P. K. Page- Brief Bio
Patricia Kathleen Page also known as P.K.Irwin was born on 23 November 1916 in Swanage in Dorset, England and brought up on the Canadian prairies. She was a poet, novelist, playwright, prose writer, script writer, essayist and visual artist. Her poems first appeared in periodicals in the late 1930s, and later in Ronald Hambleton’s anthology Unit of Five (1944). Her first book was a romantic novel, The Sun and the Moon (1944), which she published under the pseudonym Judith Cape. She published her first solo book of poetry, As Ten, as Twenty (1946), under her real name.
Her visual art is exhibited in several permanent collections in Canada, including the National Gallery of Canada and the Art Gallery on Ontario as P.K.Irwin. Throughout her career page has maintained a style of poetry in keeping with the modernist influences developed during her association with the Montreal Preview group of poets in the 1940s. During that time Montreal was the center of Canadian literary activity.

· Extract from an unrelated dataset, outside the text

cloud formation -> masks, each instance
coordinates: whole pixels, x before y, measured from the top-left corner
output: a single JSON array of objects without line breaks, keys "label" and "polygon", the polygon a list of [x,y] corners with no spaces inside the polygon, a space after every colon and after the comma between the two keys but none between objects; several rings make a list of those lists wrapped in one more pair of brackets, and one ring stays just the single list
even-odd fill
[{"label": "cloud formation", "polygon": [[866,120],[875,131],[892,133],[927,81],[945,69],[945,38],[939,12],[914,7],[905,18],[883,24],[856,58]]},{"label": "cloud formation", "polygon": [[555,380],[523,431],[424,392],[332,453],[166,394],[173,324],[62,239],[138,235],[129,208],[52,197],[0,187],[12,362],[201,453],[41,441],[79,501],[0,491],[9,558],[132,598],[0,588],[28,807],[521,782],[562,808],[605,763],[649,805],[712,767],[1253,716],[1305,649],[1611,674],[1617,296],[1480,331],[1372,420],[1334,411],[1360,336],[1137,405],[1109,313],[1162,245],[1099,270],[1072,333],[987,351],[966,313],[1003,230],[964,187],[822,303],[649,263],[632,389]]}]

Page also reaches out for a reality beyond the visible world. In an interview Page responds to the suggestion that her work expresses a belief in “multiple selves”. She received numerous awards, including the Oscar Blumenthal Award for Poetry (1944, Chicago), the Governor General’s Award for Poetry (1954), the Terasen Life time Achievement Award (2004). The National Film Board of Canada produced a film on her poetry, Still Waters – The Poetry of P.K.Page (1991). Page died on the 14th January, 2010 in Oak Bay, British Columbia.